Este caso português consta do boletim do ECDC agora divulgado. De acordo com o documento, o caso foi reportado a 4 de Maio numa criança de 13 anos. O menino apresentava febre alta, conjuntivite bilateral, dores abdominais e no tórax e algumas complicações cardíacas. Além disso, a criança apresentava “lesões de pele” que foram analisadas e cujos resultados estão ainda pendentes. Depois de vários testes, a criança foi confirmada como infectada com o novo coronavírus e exames raio-x mostraram pneumonia grave associada á doenaç.
Esta sexta-feira, na conferência de imprensa diária da covid-19, Graça Freitas voltou a comentar o caso da criança portuguesa. “Felizmente foi uma criança que, tanto quanto sabemos, já teve alta”, disse a directora-geral. Graça Freitas garantiu que os serviços de pediatria estão atentos e “prontos não só para diagnosticar, como também para tratar” eventuais casos que surgem.

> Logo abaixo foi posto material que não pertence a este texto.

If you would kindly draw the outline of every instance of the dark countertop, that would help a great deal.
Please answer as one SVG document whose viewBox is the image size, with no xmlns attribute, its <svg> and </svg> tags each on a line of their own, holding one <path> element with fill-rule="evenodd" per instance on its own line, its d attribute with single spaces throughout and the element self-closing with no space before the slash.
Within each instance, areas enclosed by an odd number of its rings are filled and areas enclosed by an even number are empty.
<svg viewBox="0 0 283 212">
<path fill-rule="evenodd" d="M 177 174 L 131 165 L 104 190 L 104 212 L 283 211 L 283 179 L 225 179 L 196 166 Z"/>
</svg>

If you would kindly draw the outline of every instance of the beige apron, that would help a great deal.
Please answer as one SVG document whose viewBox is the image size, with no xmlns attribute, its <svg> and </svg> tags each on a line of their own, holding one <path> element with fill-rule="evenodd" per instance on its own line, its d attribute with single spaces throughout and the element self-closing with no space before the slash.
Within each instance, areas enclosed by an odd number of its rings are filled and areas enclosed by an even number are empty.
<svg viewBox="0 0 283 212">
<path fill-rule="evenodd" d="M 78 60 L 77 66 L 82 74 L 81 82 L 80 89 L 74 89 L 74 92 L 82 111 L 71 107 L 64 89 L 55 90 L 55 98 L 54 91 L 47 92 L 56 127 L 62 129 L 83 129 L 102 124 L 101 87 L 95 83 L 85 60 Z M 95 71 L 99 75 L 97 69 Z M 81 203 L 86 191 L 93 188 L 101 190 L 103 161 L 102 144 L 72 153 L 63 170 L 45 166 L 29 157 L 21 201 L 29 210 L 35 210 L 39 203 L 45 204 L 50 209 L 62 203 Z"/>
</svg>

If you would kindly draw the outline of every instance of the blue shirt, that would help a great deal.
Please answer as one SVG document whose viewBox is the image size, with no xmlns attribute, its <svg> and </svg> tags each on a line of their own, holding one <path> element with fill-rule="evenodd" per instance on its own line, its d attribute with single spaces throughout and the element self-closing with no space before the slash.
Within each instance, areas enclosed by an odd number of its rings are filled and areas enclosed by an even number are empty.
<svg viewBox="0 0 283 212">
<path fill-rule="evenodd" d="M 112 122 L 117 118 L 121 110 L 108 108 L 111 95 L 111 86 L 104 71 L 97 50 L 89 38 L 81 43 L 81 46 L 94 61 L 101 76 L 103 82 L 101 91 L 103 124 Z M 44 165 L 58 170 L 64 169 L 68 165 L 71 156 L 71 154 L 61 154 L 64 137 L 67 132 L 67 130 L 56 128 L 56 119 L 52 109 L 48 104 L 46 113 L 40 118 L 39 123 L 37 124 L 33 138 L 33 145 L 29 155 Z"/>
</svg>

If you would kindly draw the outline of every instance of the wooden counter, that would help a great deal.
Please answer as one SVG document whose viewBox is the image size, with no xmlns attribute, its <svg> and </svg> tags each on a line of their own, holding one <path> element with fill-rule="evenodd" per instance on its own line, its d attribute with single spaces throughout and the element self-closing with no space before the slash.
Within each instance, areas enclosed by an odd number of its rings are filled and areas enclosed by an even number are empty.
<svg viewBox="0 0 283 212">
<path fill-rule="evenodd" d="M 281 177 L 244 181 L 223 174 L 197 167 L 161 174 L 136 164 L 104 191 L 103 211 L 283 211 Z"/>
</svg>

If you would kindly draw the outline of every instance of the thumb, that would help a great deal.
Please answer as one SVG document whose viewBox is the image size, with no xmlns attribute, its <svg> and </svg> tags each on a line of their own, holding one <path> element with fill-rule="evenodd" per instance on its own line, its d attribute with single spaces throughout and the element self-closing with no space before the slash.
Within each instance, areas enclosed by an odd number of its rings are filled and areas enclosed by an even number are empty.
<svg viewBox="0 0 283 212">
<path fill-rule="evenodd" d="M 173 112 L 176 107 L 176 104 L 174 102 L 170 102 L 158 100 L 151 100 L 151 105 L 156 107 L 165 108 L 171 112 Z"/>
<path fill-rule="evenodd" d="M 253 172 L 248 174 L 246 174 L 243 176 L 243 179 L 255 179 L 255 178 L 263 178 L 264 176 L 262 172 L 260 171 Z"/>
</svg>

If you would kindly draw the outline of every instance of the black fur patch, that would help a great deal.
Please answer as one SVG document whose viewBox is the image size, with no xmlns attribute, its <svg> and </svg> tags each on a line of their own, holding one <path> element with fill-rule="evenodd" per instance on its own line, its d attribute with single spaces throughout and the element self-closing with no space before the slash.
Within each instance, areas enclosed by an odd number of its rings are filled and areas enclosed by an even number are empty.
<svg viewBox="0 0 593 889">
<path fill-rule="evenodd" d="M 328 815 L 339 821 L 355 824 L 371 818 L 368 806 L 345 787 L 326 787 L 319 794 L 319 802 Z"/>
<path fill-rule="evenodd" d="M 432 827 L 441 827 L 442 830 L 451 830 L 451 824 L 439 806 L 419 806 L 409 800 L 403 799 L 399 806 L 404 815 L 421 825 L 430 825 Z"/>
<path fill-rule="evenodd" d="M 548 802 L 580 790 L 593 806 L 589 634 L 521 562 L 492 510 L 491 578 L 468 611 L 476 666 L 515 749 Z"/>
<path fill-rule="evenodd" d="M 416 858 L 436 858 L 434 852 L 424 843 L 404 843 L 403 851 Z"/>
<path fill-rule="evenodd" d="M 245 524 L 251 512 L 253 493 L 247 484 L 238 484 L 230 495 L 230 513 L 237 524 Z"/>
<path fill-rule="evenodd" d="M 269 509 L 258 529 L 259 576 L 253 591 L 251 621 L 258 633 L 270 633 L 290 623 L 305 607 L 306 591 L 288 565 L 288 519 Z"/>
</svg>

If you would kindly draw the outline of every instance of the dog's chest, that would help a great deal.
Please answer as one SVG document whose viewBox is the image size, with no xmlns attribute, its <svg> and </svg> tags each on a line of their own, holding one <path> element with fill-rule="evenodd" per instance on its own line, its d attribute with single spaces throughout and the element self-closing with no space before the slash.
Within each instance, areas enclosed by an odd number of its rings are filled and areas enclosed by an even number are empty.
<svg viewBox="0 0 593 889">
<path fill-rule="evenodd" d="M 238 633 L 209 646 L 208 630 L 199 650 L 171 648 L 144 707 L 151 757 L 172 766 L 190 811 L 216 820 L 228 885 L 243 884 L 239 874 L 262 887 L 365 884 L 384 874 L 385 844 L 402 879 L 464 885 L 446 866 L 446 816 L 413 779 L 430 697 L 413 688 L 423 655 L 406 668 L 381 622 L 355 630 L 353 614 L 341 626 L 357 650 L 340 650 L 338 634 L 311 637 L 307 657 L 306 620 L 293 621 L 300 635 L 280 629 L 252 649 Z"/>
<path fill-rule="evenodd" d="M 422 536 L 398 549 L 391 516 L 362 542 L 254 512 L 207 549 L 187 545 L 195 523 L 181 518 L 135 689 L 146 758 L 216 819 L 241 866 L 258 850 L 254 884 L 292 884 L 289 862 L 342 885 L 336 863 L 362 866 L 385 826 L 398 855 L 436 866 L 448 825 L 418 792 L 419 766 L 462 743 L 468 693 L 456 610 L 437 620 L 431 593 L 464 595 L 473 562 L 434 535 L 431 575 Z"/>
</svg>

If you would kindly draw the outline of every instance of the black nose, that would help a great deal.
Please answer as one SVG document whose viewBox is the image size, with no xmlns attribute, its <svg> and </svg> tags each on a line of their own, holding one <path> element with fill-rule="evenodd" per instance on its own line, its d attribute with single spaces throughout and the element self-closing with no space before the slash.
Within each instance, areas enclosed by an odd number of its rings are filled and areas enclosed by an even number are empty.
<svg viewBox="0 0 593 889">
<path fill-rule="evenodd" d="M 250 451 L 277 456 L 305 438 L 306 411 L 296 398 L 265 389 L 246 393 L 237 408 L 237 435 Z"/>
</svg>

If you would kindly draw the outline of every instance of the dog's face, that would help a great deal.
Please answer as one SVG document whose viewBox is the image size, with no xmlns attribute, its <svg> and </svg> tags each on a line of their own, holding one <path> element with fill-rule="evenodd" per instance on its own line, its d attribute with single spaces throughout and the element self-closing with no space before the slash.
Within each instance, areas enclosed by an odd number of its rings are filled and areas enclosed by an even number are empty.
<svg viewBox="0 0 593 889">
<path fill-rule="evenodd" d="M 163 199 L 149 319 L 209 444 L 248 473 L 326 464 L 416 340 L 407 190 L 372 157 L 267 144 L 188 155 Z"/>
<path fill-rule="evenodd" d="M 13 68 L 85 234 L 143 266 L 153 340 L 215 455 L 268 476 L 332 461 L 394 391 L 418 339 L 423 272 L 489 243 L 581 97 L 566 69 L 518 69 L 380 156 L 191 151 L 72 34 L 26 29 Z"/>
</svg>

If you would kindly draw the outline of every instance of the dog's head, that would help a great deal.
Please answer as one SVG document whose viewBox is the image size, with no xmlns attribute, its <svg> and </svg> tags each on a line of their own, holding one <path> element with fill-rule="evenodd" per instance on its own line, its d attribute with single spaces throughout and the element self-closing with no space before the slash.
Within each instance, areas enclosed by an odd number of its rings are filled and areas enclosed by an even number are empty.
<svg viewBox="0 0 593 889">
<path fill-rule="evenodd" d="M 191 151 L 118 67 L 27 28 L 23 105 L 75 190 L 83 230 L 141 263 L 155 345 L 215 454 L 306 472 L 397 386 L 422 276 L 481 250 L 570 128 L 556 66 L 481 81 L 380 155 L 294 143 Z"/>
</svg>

OMS estuda ligação entre as patologias
A Organização Mundial de Saúde (OMS) está à procura de provas sobre a ligação entre a covid-19 e a doença de Kawasaki, revelou esta sexta-feira o presidente da entidade, Tedros Adhanom Gjebreyesus. “As hipóteses iniciais indicam que essa síndrome pode estar ligada à covid-19”, afirmou o responsável em conferência de imprensa através da Internet, sublinhando que o estudo desta relação “é crítico e urgente”.
Por isso, o líder da OMS apelou a “todos os médicos do mundo para que trabalhem com as suas autoridades nacionais e com a OMS para estarem alerta e melhor se compreender esta síndrome nas crianças”.